Изменить стиль страницы

На душе у Маринина муторно. Где враг? Не столкнуться бы вот так один на один, внезапно… Где колонна?..

Вскоре машина поднялась на пригорок. Впереди раскинулась широкая лощина, посреди которой сверкал ручей. Вниз к ручью коленом спадал тракт. Он стлался через мосток и там, далеко, на противоположном склоне, поднимался вверх. Вся дорога по эту сторону ручья на два-три километра была запружена машинами. Влево, на примыкавшем к тракту небольшом проселке, сгрудилась вторая автоколонна. Все — без движения.

В чем дело?

«Пикап» техника-интенданта Либкина пристроился к хвосту колонны. Шофер побежал вперед выяснять обстановку. И тут же вернулся.

— Мост диверсанты повредили, — сообщил он. — Ремонт заканчивается.

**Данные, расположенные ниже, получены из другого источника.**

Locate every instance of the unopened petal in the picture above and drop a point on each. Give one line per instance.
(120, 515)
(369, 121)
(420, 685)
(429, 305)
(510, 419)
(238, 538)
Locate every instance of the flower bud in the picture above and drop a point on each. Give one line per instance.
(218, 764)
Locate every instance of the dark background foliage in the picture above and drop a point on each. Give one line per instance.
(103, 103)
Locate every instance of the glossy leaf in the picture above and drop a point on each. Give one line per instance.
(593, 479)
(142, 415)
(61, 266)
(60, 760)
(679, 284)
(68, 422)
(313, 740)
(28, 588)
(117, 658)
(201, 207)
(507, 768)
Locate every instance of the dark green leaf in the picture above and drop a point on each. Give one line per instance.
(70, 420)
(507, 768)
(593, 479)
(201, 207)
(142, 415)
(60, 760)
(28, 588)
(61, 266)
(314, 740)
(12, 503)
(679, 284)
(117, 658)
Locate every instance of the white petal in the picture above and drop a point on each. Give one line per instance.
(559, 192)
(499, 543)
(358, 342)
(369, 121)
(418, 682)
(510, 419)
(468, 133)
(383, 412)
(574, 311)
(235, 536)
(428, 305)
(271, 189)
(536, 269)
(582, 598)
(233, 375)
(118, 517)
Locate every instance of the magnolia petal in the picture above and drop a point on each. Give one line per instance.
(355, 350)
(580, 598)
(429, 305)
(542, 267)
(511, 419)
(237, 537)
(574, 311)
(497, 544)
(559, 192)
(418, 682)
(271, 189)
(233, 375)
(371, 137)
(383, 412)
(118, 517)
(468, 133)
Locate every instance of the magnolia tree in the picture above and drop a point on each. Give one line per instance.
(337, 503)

Через час колонна двинулась вперед. Но это была уже другая колонна, не та, которую увел после боя старший батальонный комиссар Маслюков. В машинах, ехавших на восток, теснились главным образом женщины, ребятишки и раненые красноармейцы. Ехали без остановки несколько часов. Объезжали по проселочным дорогам занятый немцами Дзержинск. Машины тряслись по кочкам, переваливали кюветы и уходили в поле, чтобы выехать на другую дорогу.

Прислонившись спиной к кабине, Маринин прислушивался, как ныла рана. Туго стянутая бинтами нога особенно не беспокоила, если машина шла ровно. Но при толчках Петру казалось, что на больное место давят чем-то тупым.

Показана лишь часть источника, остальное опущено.